It’s harder to write an ending than it is to write a beginning. At the beginning, you’re just making stuff up. You’re just writing stuff down when it comes to your head and there’s no need to cut or edit or check for continuity errors because there is no continuity. Your fingers pound on the keyboard like a pianist, smashing words out of your broken teeth until you have a beginning.

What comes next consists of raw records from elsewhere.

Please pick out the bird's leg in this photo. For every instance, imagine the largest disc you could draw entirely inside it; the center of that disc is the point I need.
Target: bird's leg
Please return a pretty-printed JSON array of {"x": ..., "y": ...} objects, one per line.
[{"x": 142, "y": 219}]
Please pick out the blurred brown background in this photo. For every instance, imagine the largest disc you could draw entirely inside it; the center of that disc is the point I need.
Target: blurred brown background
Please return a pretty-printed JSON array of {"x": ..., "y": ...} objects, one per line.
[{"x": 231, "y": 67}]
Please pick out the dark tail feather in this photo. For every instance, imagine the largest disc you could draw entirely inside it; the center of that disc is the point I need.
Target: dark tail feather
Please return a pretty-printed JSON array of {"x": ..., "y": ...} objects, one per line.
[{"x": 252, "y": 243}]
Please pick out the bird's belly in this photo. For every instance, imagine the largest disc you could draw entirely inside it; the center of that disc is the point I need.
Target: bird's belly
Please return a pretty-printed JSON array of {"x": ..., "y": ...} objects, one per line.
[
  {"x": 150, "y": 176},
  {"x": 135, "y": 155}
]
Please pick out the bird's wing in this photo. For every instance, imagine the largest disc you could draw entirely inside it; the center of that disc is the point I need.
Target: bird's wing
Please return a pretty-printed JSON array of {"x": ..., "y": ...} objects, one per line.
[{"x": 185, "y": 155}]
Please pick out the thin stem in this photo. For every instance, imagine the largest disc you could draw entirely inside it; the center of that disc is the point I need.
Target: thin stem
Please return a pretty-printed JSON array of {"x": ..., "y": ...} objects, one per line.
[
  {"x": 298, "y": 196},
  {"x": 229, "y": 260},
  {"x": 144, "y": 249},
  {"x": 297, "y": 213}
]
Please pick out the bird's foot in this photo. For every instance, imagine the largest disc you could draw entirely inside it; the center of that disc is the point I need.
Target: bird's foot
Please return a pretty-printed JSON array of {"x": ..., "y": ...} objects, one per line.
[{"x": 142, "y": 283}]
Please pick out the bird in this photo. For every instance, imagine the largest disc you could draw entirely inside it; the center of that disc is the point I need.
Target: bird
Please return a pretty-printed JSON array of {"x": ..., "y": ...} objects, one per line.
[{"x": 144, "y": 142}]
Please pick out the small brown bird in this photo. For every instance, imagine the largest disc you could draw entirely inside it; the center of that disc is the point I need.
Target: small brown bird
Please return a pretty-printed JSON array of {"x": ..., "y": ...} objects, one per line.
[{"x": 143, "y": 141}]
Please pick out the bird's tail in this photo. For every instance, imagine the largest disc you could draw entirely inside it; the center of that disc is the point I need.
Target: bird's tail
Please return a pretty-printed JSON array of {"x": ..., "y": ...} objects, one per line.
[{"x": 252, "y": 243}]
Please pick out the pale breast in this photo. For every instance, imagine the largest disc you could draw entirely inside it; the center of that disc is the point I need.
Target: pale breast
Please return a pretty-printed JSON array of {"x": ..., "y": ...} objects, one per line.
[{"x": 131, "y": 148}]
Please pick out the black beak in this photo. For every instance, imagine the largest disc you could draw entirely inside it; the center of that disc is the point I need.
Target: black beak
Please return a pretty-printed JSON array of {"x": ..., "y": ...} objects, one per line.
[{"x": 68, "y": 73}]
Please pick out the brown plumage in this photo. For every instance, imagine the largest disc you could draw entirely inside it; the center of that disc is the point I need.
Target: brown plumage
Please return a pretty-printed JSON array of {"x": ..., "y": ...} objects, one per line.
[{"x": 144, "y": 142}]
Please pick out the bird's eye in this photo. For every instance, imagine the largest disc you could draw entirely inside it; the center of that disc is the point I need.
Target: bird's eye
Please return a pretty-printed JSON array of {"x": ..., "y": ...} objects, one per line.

I have no doubt that the world began this way. God is a pianist, and we are the keys. Sour notes lead to beautiful melodies, and beautiful chords get crushed under the weight of his bleeding fingers. The Universe is a mad sprawl, a horribly long symphony that no one wants to sit around and wait for the end of. Everyone leaves before the end, and they don’t get to see the crescendo.
To me, you are the crescendo. The payoff at the end of the long wait. I’m not writing this for any other reason than to tell you that I think you’re beautiful, and I know that’s a very convoluted way of getting around to it but I think that’s part of my charm. One day I hope you can hold this up and tell everyone that your girlfriend wrote this, but maybe you won’t. Maybe you’ll keep it locked up somewhere and you’ll only read it in the glow of twilight while I’m asleep in the other room. Maybe you’ll never read it.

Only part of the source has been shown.